3.2.5.   Bidirectional Encoder Representations from Transformers

Bidirectional Encoder Representations from Transformers (BERT) is a pre-trained language model for natural language processing proposed by Google AI Languages in 2018. Owing to its unique multi-headed self-attention mechanism and self-supervised learning pattern, BERT has the potential to flexibly handle many corpora, which makes it especially popular in academia and industry (González-Carvajal and Garrido-Merchán, 2020). Therefore, some scholars applied BERT to process unstructured financial data, such as social media posts, financial tweets and financial news (Hiew et al., 2019, Wang et al., 2019, Sousa MG et al., 2019).

BERT has two working phases: pre-training and fine-tuning (Devlin et al., 2018).

Pre-training phase. During this phase, BERT adopts two unsupervised prediction tasks: Masked Language Model (MLM) and Next Sentence Prediction (NSP). For MLM, BERT deals with randomly selected words by mixing 10% random words and retaining 10% original words in the data set. Since the encoder does not know which words have been randomly replaced, it is forced to retain a distributed context representation of each input. For NSP, BERT receives a pair of sentences as input and learns to predict whether the second sentence in the pair is a subsequent sentence in the original document.

Fine-tuning phase. This phase is simple, since the self-attention mechanism in transformer allows BERT to model many tasks by exchanging appropriate inputs and outputs. For each task, we simply plug in the task-specific inputs and outputs into BERT, and fine-tune all the parameters end-to-end.

3.3.   Advantages of deep learning in financial applications

Compared with traditional data processing methods, deep learning models have many obvious advantages to deal with the trend of rapid development of financial data. With the development of computer network technology and communications, the number of unstructured financial data is increasing rapidly, and now it accounts for 80–90% of the total financial data (Davis, 2019). Every day, huge amounts of unstructured financial data are integrated into the Internet, such as financial TV programs, posts of stock exchange forums and financial statements issued by listed companies. Applying traditional data processing techniques to process unstructured data is time-consuming and costly, but deep learning is efficient. Financial data can be mainly divided into textual data and image data. There are many achievements dealing with these two kinds of unstructured financial data through deep learning.

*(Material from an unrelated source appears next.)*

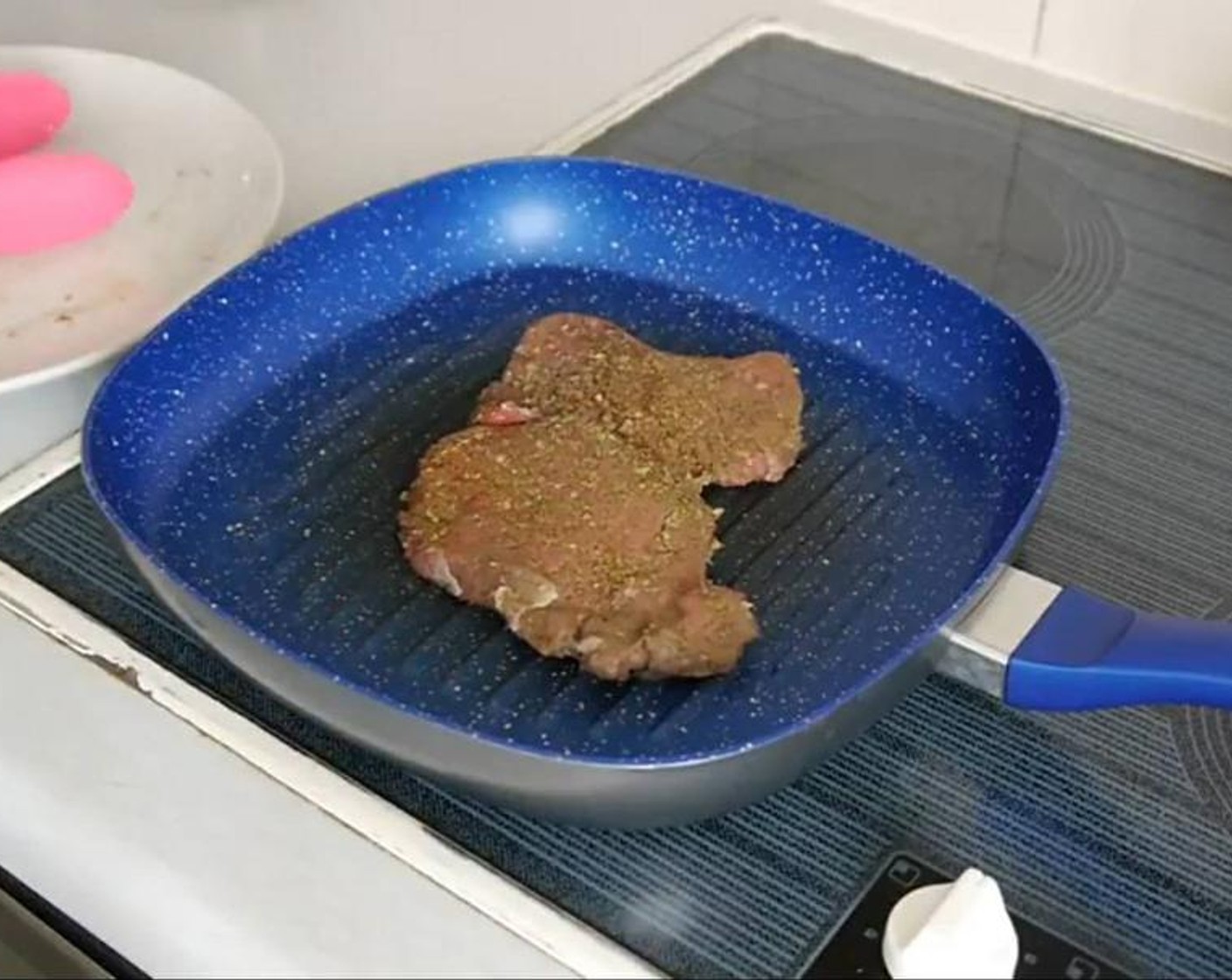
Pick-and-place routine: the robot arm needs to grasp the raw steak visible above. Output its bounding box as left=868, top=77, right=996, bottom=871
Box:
left=475, top=313, right=803, bottom=486
left=401, top=314, right=802, bottom=681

Natural language processing (NLP) is applied to process textual data. Li et al. (2021) applied financial text sentiment analysis to financial distress prediction. Li et al. (2021) chose the Lexicon-based approach instead of machine learning for sentiment analysis since it was difficult to gather enough financial labeled training texts. They constructed a Chinese Financial Domain Sentiment Lexicon (CFDSL) through the word vectors and three deep learning-based classifiers (i.e., deep neural networks, multi-head attention-based DNN and bidirectional long short-term memory). The CFDSL was applied to predict financial distress later, and was demonstrated to be effective. For financial image information, CNN and its improved variants are often preferred. Zhao (2020) designed an enterprise financial risk prediction system based on embedded system and deep learning.

The heterogeneity of financial data is generally derived from the multi-source nature, and they are closely combined from the beginning. Time series data is an important type that reflect the multi-source of financial data. Some scholars found that deep learning had high accuracy in predicting time series. Shuiling Yu (2018) tried to apply GARCH model and LSTM method to model the fluctuation of China stock price index (Yu and Li, 2018). They compared the values of four loss functions and found that LSTM model had a better predictive performance.

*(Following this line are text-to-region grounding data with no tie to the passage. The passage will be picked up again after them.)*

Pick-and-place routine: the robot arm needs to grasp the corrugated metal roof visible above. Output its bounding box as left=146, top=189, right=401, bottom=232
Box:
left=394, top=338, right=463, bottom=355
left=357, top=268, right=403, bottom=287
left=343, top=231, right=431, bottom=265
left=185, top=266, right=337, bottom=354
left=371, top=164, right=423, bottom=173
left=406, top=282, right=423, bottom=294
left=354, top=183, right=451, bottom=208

Another advantage of deep learning in the finance field is the processing of imbalanced data, since deep learning works well in combination with methods of dealing with imbalanced data (i.e., oversampling and undersampling). Chen et al. used Synthetic Minority Oversampling Technique (SMOTE) algorithm to add data, in order to solve the problem of overfitting caused by the unbalanced data (Chen et al., 2018).

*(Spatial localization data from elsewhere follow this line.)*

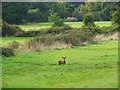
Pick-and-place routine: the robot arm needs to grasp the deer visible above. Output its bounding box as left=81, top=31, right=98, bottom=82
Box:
left=58, top=57, right=66, bottom=65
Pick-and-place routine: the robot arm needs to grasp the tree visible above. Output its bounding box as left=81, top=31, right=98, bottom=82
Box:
left=48, top=10, right=65, bottom=26
left=2, top=2, right=28, bottom=24
left=83, top=13, right=95, bottom=26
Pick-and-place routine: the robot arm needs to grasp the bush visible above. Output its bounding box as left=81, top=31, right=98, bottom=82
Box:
left=65, top=30, right=93, bottom=46
left=2, top=22, right=24, bottom=37
left=65, top=17, right=77, bottom=22
left=48, top=10, right=65, bottom=27
left=8, top=41, right=20, bottom=49
left=81, top=26, right=104, bottom=34
left=47, top=25, right=72, bottom=34
left=80, top=24, right=119, bottom=34
left=28, top=30, right=94, bottom=47
left=14, top=29, right=47, bottom=37
left=83, top=14, right=95, bottom=26
left=2, top=47, right=15, bottom=57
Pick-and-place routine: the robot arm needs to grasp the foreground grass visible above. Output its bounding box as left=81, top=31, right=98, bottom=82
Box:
left=19, top=21, right=112, bottom=31
left=2, top=41, right=118, bottom=88
left=0, top=37, right=33, bottom=46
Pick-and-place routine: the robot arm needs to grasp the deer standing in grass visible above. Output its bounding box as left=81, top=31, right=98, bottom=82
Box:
left=58, top=57, right=66, bottom=65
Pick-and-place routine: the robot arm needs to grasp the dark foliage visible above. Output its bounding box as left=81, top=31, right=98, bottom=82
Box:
left=2, top=22, right=24, bottom=37
left=2, top=47, right=15, bottom=57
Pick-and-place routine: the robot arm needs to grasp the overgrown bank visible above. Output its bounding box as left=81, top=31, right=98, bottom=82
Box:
left=3, top=21, right=118, bottom=56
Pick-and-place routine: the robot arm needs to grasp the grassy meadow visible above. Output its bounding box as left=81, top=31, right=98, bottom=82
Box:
left=19, top=21, right=112, bottom=31
left=2, top=40, right=118, bottom=88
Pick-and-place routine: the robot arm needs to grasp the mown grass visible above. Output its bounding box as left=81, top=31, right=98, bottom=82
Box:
left=2, top=40, right=118, bottom=88
left=0, top=37, right=33, bottom=46
left=19, top=21, right=112, bottom=31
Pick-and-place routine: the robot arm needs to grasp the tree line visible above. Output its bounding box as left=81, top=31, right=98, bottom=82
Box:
left=2, top=2, right=118, bottom=24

4.   Financial risk prediction

In this section, we carefully review the applications of deep learning in financial risk prediction from the three prominent characteristics of financial data: heterogeneity, multi-source and imbalance. In order to ensure the comprehensiveness of this survey, we moderately expand the scope of references. Apart from reviewing the applications of deep learning for financial risk prediction, some research achievements of applying deep learning to other topics of financial security are also introduced. We believe that the articles introduced in this section may enlighten readers on the application of deep learning for financial risk prediction and financial data processing methods.

4.1.   Heterogeneity

As we know, there are more and more unstructured data on the Internet, such as blogs, pictures and videos. This means that financial data are becoming increasingly heterogeneous, which is likely to be an inevitable trend in this field (Qu et al., 2019). In the section, we review the application of deep learning in financial risk prediction according to the classification of structured data and unstructured data. Table 1 presents different financial risk prediction studies based on DL models from the perspective of financial data heterogeneity.

4.1.1.   Structured data

In the financial field, a key source of structured data is business process data which refers to data generated or collected by businesses and public entities during economic activities. As shown in Figure 5, business process data consist of three main parts: transaction data, corporate data and government agencies data. A large part of transaction data is generated during the payment process, such as credit card data. Corporate data is useful data stored in the database or a byproduct of operation process, such as bank records, supermarket scanner data, supply chain data, etc. Government agencies data is generally led by government departments and generated in cooperation with database companies. An example is the national centralized commercial and consumer credit reporting system established, operated and maintained by the People's Bank of China (Lv, 2019).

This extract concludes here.